Atmospheric processes influencing measured carbon monoxide in the NASA Measurement of Air Pollution From Satellites (MAPS) experiment

Abstract

The Measurement of Air Pollution From Satellites (MAPS) experiment measured global distributions of carbon monoxide (CO) while on board the space shuttle during April 9–19 and September 30 to October 11, 1994. This paper examines selected examples of the meteorological processes that contributed to the observed signals. We first examine and relate the mean distribution of MAPS‐measured CO, surface station‐measured CO, streamlines, and divergent winds averaged over the two missions.
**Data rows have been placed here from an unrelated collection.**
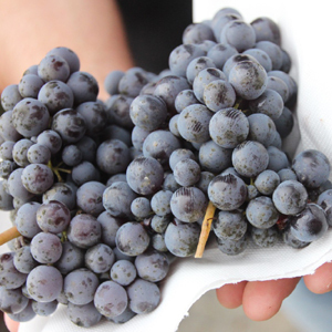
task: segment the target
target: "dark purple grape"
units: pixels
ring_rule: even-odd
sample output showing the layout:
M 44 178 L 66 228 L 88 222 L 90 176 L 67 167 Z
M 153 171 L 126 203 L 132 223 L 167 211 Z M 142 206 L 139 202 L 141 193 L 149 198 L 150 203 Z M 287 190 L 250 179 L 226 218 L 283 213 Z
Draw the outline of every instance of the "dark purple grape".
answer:
M 100 286 L 97 276 L 89 269 L 77 269 L 68 273 L 63 280 L 63 291 L 68 300 L 76 305 L 93 301 Z
M 74 104 L 95 102 L 100 92 L 98 83 L 93 75 L 86 72 L 74 72 L 66 84 L 74 93 Z
M 74 105 L 72 90 L 61 81 L 46 82 L 39 91 L 38 100 L 48 107 L 51 115 Z
M 65 82 L 70 75 L 70 66 L 60 55 L 45 55 L 38 65 L 38 75 L 44 82 L 52 80 Z
M 106 318 L 115 318 L 122 314 L 128 305 L 126 290 L 114 281 L 105 281 L 100 284 L 94 295 L 96 310 Z
M 209 184 L 208 197 L 220 210 L 235 210 L 246 201 L 247 186 L 236 175 L 218 175 Z
M 64 143 L 79 142 L 86 132 L 84 117 L 75 110 L 64 108 L 52 120 L 52 131 L 56 132 Z
M 43 164 L 30 164 L 22 172 L 22 184 L 32 194 L 43 194 L 54 181 L 53 172 Z
M 20 101 L 12 111 L 12 124 L 24 137 L 37 136 L 49 127 L 50 113 L 34 98 Z
M 151 195 L 160 189 L 164 169 L 158 160 L 151 157 L 135 158 L 126 170 L 129 187 L 139 195 Z
M 79 248 L 87 249 L 101 241 L 101 224 L 86 214 L 75 216 L 68 228 L 68 239 Z
M 63 286 L 63 278 L 52 266 L 38 266 L 27 278 L 27 289 L 34 301 L 51 302 L 55 300 Z

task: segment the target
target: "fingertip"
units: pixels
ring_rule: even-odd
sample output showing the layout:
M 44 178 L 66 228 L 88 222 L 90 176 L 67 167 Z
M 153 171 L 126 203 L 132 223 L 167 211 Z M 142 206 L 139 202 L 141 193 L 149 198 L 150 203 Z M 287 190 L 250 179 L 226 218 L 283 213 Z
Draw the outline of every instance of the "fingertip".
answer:
M 317 294 L 332 291 L 332 262 L 319 267 L 313 274 L 303 277 L 307 288 Z
M 216 289 L 219 303 L 227 309 L 235 309 L 242 304 L 243 290 L 247 281 L 229 283 Z

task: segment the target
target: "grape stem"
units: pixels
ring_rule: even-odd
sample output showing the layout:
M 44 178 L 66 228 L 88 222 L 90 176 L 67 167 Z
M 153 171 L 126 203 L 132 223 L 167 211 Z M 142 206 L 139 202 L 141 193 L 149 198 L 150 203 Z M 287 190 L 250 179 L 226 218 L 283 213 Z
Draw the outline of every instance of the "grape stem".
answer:
M 14 238 L 18 238 L 19 236 L 21 236 L 21 234 L 14 226 L 4 230 L 0 234 L 0 246 L 13 240 Z
M 216 211 L 216 207 L 212 205 L 211 201 L 209 201 L 208 207 L 205 212 L 203 224 L 201 224 L 201 230 L 200 230 L 200 236 L 199 236 L 199 241 L 198 241 L 198 246 L 196 249 L 195 258 L 203 257 L 203 252 L 204 252 L 206 242 L 207 242 L 209 234 L 210 234 L 215 211 Z

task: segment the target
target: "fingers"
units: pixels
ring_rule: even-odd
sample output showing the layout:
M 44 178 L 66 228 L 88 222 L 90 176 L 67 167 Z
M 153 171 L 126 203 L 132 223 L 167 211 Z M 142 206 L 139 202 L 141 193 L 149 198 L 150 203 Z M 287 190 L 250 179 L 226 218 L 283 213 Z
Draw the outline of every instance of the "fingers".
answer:
M 253 321 L 272 318 L 299 281 L 300 278 L 248 282 L 242 298 L 246 315 Z
M 228 309 L 235 309 L 242 304 L 242 295 L 247 281 L 225 284 L 216 290 L 218 301 Z
M 3 315 L 3 319 L 4 319 L 4 323 L 7 325 L 7 329 L 10 332 L 18 332 L 19 331 L 19 325 L 20 325 L 19 322 L 15 322 L 15 321 L 11 320 L 6 313 Z
M 319 267 L 313 274 L 303 277 L 307 288 L 317 294 L 332 290 L 332 262 Z

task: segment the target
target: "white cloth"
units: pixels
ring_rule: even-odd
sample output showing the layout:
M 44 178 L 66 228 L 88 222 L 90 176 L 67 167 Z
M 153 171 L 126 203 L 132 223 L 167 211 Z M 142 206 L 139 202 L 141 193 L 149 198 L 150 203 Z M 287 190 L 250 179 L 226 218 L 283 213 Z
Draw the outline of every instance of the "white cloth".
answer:
M 291 75 L 299 84 L 298 117 L 301 143 L 304 148 L 322 151 L 332 162 L 331 105 L 331 18 L 329 2 L 317 1 L 262 1 L 262 0 L 195 0 L 194 19 L 200 22 L 211 19 L 218 9 L 234 7 L 245 20 L 258 17 L 273 19 L 281 29 L 282 46 L 292 58 Z M 179 32 L 180 33 L 180 32 Z M 297 146 L 297 135 L 288 139 Z M 206 291 L 225 283 L 241 280 L 272 280 L 312 273 L 318 267 L 332 260 L 332 230 L 309 247 L 295 250 L 284 245 L 259 249 L 253 245 L 237 257 L 222 255 L 216 246 L 209 247 L 203 259 L 179 259 L 172 266 L 162 287 L 162 303 L 146 315 L 135 317 L 123 325 L 103 321 L 93 332 L 173 332 L 188 312 L 190 305 Z M 72 324 L 63 308 L 49 319 L 37 318 L 21 324 L 20 332 L 82 332 Z

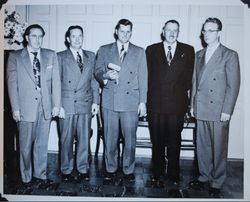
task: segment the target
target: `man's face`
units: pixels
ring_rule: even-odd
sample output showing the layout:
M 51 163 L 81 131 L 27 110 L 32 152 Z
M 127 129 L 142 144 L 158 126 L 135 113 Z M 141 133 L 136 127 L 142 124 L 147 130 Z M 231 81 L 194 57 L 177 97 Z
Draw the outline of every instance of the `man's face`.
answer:
M 179 27 L 176 23 L 167 23 L 163 29 L 163 36 L 169 44 L 173 44 L 179 35 Z
M 209 45 L 219 42 L 220 31 L 218 30 L 218 25 L 213 22 L 207 22 L 202 30 L 204 41 Z
M 116 30 L 116 35 L 118 37 L 118 41 L 120 41 L 121 43 L 127 43 L 132 36 L 131 26 L 120 25 L 119 29 Z
M 38 51 L 43 43 L 43 32 L 39 28 L 32 28 L 30 34 L 26 36 L 28 45 L 34 50 Z
M 70 44 L 70 47 L 73 49 L 81 49 L 83 43 L 83 34 L 80 29 L 70 30 L 70 35 L 67 37 L 67 41 Z

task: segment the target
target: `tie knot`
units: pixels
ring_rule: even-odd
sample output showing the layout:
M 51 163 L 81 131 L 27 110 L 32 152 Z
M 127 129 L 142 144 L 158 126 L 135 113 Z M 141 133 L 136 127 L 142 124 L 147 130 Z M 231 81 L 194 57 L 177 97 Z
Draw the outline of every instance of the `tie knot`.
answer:
M 31 52 L 35 57 L 37 56 L 38 52 Z

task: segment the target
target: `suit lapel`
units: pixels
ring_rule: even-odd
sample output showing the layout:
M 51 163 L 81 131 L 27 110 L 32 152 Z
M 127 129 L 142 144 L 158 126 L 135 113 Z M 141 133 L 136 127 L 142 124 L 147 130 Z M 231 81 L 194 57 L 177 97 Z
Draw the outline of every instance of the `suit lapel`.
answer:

Tropical high CO values were associated with boundary layer convergence regions, particularly in October, that enable CO associated with biomass burning to reach the free troposphere where it can be detected by the nadir viewing gas filter 4.7 μm radiometer. CO values over northern middle latitudes show evidence of fossil fuel pollution especially in April. Southern middle and high latitudes in April suggest photochemical control, while in October these regions are strongly influenced by the tropical biomass burning. Next, we consider events on 1 day near the center of each mission and show that in one of these cases, low CO measurements are associated with high potential vorticity, which suggests that the air samples originated from the stratosphere. Finally, we modify the two mean patterns, both within 23 days of the equinox, to illustrate the possible separation of the natural photochemical CO pattern from the CO pollution patterns. This procedure brings out the intercontinental and transcontinental transport of pollution in April northern hemisphere middle and high latitudes as well as, less markedly, in the October maps. It also accentuates the biomass burning contribution in October and shows pollution to extend southeastward from South America into the South Atlantic and also from Australia into the South Pacific. The separation is made possible by having CO measurements with global coverage.